Recently most PBMPs have declined to pay for any medication compounded from bulk powders. Why? Because of the cost. I have seen data from a regional PBMP that covered eleven patients receiving compounded hormones from local independent pharmacies. The cost was twenty nine thousand dollars monthly for just eleven patients. The average charge per patient was almost three thousand dollars. These patients also had to pay a co-pay for the creams. The out-of-pocket expense for the compounded creams was less than twenty dollars per prescription. Since the PBMPs discontinued reimbursement, the cost has dropped dramatically to about sixty to one hundred dollars per month per prescription. A woman can receive USP bio-identical estradiol in tablet form for about four dollars per month. There are no head to head studies showing superiority of creams to tablets as far as efficacy and safety. Bottom line, the high cost of creams to the patients are related to the pharmacists themselves and their insatiable thirst for the almighty dollar.

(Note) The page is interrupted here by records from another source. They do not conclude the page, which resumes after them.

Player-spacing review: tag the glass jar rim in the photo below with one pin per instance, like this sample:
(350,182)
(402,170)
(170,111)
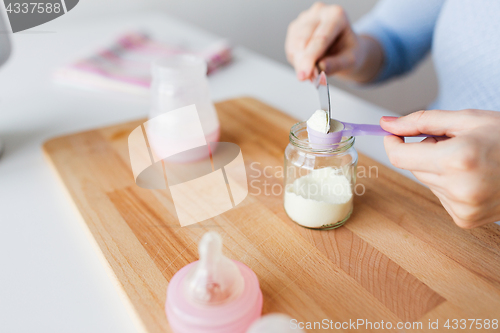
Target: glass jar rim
(346,143)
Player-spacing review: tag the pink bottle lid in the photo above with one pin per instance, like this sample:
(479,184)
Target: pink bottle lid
(214,294)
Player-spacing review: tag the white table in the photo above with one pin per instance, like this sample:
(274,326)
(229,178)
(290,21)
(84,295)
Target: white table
(51,277)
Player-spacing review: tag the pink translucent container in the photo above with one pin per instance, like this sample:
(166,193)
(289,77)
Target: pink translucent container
(228,293)
(232,317)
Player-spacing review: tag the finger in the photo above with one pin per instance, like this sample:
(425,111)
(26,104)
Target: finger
(332,22)
(430,179)
(432,122)
(333,64)
(418,156)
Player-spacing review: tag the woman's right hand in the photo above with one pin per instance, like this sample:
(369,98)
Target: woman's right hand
(322,36)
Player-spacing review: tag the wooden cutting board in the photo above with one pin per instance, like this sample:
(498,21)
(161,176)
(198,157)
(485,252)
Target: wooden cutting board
(399,257)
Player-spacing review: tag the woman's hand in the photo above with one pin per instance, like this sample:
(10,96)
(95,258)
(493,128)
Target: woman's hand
(323,36)
(463,170)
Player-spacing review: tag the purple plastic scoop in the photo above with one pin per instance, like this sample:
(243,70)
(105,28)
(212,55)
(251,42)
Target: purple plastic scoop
(348,130)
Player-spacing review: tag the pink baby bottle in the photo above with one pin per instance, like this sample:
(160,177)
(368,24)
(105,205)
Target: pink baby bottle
(214,294)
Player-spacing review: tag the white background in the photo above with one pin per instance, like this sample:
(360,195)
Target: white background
(260,25)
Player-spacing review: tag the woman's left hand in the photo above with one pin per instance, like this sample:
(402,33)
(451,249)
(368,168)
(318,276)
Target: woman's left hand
(463,171)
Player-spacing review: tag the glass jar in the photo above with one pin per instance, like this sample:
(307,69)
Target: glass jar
(180,81)
(319,180)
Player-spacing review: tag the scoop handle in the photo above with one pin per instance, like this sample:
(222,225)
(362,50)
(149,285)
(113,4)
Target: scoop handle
(366,129)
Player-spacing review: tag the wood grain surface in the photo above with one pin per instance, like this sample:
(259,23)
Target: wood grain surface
(399,258)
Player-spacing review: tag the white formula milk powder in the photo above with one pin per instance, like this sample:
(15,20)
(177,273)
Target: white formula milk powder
(322,197)
(319,122)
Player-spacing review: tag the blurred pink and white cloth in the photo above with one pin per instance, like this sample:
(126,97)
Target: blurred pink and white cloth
(126,65)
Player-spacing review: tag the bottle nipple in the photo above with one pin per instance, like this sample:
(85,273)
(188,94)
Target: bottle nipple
(214,279)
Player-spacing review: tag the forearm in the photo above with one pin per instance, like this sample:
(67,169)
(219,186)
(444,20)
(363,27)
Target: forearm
(369,61)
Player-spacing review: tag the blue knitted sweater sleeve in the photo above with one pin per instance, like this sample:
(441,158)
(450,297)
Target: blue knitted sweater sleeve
(404,28)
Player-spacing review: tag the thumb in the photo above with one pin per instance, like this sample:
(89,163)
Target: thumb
(333,64)
(432,122)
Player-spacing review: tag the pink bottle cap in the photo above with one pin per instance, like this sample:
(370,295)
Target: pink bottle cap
(214,294)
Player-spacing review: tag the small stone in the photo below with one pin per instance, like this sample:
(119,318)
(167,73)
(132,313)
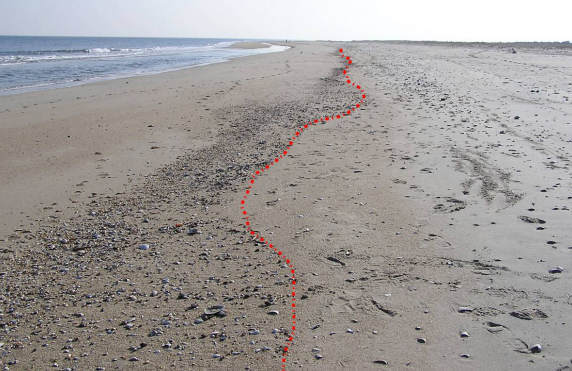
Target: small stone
(214,310)
(536,348)
(465,310)
(556,270)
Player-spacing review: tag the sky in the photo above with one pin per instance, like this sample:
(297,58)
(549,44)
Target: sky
(439,20)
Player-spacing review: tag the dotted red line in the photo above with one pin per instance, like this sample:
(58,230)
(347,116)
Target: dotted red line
(267,167)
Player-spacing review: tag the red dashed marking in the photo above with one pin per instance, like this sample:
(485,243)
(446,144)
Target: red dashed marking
(280,253)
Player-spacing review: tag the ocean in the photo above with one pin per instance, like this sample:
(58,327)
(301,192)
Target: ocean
(29,63)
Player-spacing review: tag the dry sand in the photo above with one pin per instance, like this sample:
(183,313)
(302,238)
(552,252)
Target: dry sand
(426,222)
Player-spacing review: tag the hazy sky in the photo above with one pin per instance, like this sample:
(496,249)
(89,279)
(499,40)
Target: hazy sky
(445,20)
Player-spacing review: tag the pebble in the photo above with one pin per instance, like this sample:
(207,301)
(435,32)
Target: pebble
(536,348)
(556,270)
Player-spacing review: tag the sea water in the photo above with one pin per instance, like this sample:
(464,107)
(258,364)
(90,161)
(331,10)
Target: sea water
(30,63)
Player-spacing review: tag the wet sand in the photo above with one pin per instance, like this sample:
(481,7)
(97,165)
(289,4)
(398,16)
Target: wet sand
(424,227)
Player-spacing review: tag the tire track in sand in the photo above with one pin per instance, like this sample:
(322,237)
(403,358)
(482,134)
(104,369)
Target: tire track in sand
(279,157)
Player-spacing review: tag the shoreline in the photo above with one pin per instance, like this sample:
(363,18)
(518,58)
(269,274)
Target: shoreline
(15,111)
(71,84)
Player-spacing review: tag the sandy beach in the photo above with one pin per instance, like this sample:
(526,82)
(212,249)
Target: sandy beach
(429,228)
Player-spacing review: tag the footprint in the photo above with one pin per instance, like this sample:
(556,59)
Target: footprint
(434,240)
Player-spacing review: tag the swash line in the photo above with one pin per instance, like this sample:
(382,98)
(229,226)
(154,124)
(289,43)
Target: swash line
(267,167)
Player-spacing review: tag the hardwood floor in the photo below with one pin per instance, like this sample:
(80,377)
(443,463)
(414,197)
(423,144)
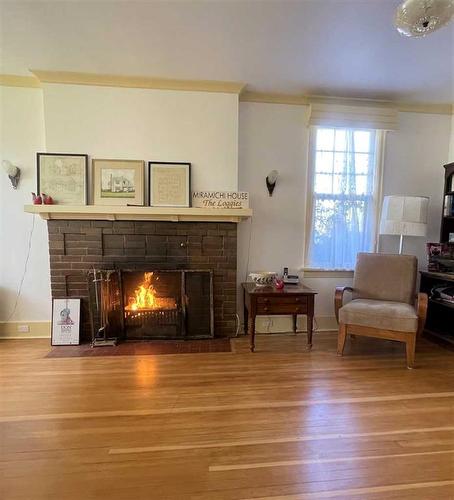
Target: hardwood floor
(281,423)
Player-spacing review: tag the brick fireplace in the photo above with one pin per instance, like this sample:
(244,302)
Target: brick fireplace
(78,246)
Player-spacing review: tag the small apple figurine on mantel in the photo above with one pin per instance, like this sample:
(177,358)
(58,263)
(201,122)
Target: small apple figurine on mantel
(37,200)
(47,200)
(279,283)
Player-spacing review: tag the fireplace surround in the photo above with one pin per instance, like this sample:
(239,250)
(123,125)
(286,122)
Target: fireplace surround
(138,304)
(76,247)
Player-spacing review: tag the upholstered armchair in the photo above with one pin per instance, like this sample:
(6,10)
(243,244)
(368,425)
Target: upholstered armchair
(384,303)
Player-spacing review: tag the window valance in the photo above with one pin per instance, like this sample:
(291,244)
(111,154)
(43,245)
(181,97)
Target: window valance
(342,115)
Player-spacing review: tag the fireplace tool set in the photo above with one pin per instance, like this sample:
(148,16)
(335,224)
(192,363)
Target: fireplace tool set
(100,288)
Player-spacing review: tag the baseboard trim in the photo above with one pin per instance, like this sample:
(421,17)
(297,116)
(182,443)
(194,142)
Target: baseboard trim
(37,330)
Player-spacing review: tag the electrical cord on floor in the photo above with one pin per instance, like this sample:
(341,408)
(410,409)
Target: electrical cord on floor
(19,290)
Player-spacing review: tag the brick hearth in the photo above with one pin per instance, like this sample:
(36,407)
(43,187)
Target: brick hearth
(77,246)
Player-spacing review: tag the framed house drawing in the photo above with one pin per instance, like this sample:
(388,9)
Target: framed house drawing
(118,182)
(63,176)
(169,184)
(65,321)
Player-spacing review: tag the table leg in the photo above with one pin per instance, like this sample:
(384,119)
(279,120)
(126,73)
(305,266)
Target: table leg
(310,320)
(252,332)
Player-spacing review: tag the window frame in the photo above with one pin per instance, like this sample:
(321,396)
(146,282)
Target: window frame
(376,196)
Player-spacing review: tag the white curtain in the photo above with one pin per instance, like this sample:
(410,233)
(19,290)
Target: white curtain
(344,195)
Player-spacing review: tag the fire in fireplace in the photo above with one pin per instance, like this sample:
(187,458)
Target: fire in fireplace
(145,297)
(153,304)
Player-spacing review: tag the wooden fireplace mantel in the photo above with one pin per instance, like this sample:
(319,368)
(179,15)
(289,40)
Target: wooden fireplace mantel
(96,212)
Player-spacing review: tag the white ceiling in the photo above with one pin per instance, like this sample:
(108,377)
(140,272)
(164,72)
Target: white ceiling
(332,47)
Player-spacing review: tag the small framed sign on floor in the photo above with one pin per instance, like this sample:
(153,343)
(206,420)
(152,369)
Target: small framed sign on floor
(65,321)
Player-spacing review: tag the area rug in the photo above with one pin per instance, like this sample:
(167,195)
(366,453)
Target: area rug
(153,347)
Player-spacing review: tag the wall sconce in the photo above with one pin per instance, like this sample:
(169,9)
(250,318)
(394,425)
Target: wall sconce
(271,179)
(12,171)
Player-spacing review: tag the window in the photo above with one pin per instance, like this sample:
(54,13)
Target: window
(344,190)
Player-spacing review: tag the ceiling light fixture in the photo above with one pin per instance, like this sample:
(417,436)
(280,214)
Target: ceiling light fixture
(416,18)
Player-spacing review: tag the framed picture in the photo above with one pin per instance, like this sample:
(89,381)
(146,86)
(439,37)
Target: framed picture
(170,184)
(118,182)
(65,321)
(63,176)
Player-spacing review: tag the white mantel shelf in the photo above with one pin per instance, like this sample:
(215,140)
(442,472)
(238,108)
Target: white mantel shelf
(96,212)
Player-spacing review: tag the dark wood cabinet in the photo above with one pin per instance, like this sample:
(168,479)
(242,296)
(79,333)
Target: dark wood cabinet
(440,314)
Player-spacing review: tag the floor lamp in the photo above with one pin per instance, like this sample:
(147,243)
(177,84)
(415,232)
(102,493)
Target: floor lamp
(404,216)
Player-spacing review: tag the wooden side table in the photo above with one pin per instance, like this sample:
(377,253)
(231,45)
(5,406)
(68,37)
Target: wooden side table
(268,300)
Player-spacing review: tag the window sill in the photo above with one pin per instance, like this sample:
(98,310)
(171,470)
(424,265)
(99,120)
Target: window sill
(327,273)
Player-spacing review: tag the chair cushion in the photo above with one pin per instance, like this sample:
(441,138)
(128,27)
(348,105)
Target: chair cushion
(382,314)
(381,276)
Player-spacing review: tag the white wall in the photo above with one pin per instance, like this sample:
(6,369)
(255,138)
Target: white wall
(198,127)
(414,159)
(201,128)
(160,125)
(451,145)
(21,136)
(274,137)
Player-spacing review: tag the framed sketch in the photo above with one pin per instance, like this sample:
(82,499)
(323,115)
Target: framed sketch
(118,182)
(65,321)
(170,184)
(63,176)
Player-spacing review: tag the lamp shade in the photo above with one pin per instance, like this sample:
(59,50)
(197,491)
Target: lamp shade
(404,215)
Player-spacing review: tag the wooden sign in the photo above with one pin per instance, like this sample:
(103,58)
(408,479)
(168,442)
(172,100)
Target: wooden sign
(220,199)
(65,321)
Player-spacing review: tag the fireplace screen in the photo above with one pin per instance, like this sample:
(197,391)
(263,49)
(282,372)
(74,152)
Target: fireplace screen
(157,304)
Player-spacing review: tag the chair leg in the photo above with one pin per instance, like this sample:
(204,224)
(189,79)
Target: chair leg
(410,346)
(341,337)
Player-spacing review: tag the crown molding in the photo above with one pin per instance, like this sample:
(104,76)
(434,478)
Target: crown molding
(139,82)
(74,78)
(272,98)
(431,108)
(303,100)
(19,81)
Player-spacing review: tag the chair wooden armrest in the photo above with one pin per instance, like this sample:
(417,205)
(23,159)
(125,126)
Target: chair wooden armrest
(421,310)
(338,298)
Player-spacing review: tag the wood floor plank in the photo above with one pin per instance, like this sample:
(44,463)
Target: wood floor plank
(280,423)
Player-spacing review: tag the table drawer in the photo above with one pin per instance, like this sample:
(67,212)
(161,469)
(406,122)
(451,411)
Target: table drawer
(286,300)
(281,305)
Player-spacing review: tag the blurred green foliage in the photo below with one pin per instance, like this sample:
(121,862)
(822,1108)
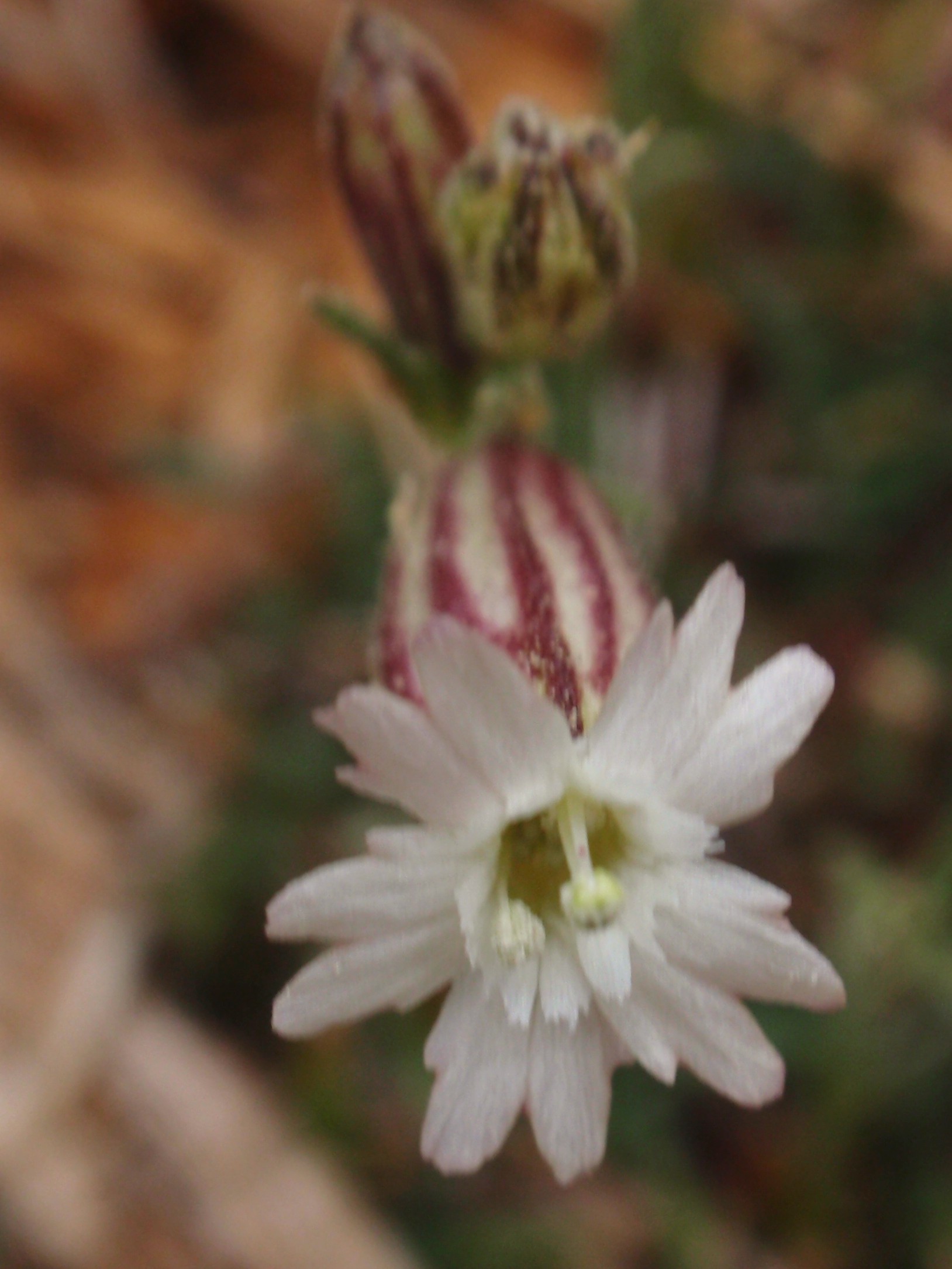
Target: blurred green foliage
(838,380)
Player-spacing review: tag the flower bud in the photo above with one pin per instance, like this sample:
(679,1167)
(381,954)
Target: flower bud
(515,544)
(539,233)
(398,127)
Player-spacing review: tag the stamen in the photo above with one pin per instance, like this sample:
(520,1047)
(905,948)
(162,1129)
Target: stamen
(575,835)
(594,899)
(518,933)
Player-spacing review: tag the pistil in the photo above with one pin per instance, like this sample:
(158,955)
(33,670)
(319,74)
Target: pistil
(592,897)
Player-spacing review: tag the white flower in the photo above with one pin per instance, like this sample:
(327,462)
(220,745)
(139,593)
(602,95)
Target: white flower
(564,885)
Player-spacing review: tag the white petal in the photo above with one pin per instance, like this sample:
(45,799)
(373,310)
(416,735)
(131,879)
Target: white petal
(641,1037)
(696,683)
(344,984)
(616,749)
(765,720)
(363,897)
(761,957)
(403,759)
(484,1065)
(712,1033)
(494,716)
(563,989)
(474,889)
(666,833)
(714,888)
(606,960)
(418,842)
(570,1094)
(653,731)
(519,986)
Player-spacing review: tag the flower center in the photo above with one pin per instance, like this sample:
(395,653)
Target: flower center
(563,861)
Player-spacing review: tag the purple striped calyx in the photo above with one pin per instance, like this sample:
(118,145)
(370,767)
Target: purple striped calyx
(516,545)
(398,126)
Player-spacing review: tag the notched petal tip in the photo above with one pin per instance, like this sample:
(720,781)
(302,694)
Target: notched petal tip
(829,992)
(327,718)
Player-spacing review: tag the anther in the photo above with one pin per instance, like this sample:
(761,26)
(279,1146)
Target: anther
(592,899)
(516,932)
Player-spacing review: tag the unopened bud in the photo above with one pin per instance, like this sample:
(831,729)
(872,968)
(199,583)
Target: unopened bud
(518,545)
(539,233)
(398,127)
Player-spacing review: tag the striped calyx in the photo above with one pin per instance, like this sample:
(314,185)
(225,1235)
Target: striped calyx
(397,127)
(539,233)
(516,545)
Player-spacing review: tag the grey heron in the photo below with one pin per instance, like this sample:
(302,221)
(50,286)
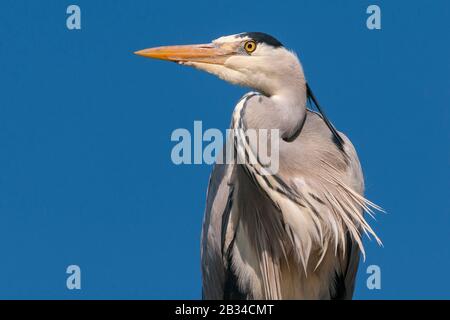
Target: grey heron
(295,234)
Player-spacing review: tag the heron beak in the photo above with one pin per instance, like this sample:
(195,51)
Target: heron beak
(200,53)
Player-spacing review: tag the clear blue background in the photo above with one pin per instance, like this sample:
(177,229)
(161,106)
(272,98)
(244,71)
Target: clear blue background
(85,170)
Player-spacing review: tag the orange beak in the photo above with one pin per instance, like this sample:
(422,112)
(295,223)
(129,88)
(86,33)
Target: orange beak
(201,53)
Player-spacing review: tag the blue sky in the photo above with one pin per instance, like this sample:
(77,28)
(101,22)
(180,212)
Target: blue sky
(85,171)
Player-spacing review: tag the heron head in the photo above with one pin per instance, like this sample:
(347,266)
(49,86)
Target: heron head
(251,59)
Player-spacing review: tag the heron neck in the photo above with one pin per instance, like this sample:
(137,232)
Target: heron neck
(290,108)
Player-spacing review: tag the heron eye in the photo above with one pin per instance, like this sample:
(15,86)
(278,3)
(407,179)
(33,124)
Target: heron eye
(250,46)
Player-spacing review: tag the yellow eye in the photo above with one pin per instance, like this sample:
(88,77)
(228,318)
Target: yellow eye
(250,46)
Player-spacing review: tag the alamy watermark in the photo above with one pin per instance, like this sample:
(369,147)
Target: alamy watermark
(258,147)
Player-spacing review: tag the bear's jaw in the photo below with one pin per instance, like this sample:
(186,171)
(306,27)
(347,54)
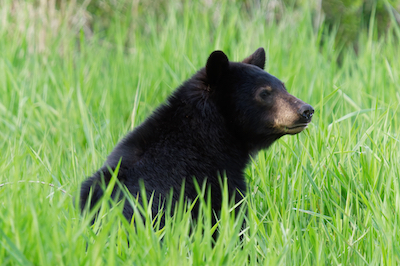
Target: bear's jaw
(295,129)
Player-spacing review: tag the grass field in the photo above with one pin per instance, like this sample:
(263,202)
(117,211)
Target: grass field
(72,85)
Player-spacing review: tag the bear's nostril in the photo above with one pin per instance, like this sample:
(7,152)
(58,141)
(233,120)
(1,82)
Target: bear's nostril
(306,111)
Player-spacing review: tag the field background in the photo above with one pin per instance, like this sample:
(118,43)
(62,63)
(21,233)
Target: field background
(76,76)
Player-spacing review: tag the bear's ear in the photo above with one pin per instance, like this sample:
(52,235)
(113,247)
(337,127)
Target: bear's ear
(217,65)
(257,58)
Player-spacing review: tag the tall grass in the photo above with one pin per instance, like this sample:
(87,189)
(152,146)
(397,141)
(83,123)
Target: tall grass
(72,85)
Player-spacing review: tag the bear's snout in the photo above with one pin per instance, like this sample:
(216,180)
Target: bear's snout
(306,111)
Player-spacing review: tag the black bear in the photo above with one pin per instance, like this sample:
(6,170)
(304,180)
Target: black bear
(209,127)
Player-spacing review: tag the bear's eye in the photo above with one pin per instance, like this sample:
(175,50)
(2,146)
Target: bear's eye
(264,94)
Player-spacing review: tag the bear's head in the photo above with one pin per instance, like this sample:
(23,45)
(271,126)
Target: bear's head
(256,105)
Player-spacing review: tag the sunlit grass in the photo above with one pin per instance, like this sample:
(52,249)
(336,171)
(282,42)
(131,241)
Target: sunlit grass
(328,196)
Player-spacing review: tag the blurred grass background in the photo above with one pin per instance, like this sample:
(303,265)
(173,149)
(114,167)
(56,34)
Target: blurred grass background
(76,76)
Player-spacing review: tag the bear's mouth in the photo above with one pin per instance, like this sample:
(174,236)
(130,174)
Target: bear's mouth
(296,128)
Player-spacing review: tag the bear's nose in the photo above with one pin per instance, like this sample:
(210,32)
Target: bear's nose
(306,111)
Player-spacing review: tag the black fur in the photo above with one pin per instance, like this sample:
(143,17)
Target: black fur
(208,128)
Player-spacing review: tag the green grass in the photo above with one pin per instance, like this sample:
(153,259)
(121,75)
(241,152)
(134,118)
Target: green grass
(328,196)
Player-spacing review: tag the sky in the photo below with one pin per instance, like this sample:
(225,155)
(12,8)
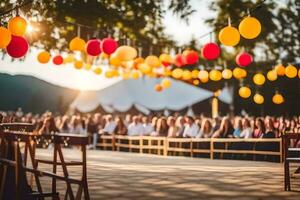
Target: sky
(69,77)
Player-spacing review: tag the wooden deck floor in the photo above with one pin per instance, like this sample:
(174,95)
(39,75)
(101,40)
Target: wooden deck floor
(118,175)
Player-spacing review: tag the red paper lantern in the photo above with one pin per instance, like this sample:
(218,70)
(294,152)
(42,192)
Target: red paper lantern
(109,46)
(179,60)
(17,47)
(210,51)
(243,59)
(191,57)
(58,60)
(93,47)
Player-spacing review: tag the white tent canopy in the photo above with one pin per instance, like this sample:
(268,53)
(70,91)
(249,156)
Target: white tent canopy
(140,93)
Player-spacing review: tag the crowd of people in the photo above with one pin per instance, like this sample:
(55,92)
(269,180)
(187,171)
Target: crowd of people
(176,125)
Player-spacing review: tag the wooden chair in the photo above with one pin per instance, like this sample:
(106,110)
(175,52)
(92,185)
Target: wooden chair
(288,158)
(60,140)
(12,164)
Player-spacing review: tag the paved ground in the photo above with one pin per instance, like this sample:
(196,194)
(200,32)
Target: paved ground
(118,175)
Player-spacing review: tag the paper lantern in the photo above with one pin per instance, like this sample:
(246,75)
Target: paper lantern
(17,26)
(114,61)
(77,44)
(196,82)
(244,92)
(272,75)
(195,73)
(97,70)
(5,37)
(126,53)
(165,59)
(158,88)
(58,60)
(215,75)
(87,66)
(291,71)
(109,46)
(179,60)
(92,47)
(144,68)
(280,70)
(166,83)
(78,64)
(258,98)
(43,57)
(210,51)
(227,74)
(203,74)
(177,73)
(250,27)
(229,36)
(17,47)
(186,75)
(278,98)
(243,59)
(152,61)
(239,73)
(259,79)
(191,57)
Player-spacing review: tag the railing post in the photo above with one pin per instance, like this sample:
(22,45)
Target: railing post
(211,148)
(166,146)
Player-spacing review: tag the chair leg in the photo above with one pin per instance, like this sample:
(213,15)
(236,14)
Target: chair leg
(287,186)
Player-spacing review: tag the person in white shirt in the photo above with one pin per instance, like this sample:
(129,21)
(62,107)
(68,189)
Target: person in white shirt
(110,126)
(247,130)
(147,125)
(191,129)
(135,128)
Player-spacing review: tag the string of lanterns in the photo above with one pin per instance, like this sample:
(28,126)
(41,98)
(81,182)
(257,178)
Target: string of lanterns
(124,60)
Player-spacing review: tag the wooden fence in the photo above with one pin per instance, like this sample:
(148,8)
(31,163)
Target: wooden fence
(209,147)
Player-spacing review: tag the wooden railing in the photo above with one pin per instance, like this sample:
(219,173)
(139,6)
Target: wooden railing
(193,146)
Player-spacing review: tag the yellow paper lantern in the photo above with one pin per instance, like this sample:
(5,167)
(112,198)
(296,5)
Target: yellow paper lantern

Tablets, capsules, creams, and patches are all important delivery systems related to the pharmaceutical treatment of disease. Patches are relatively new in the drug industry when compared to tablets, capsules and creams. I prescribe all of them at some point every day. I try to find the most cost effective delivery system to get the best possible result. In my opinion, that's what a physician should do when faced with treating disease since the patient may need to stay on a medication for life.

In the early days of American medicine, snake-oil vendors were on every corner. They each had a specially formulated tonic that could cure any illness. From what I see unfolding, snake-oil vendors are still around.

What's changed is how they do what they do and to whom they make their sales pitch; they tell doctors and patients that their specially formulated creams are better than those that are producing in their pharmacies. When the truth is none of them are better than the others. They're all made the same way.

But some are unnecessarily much more expensive.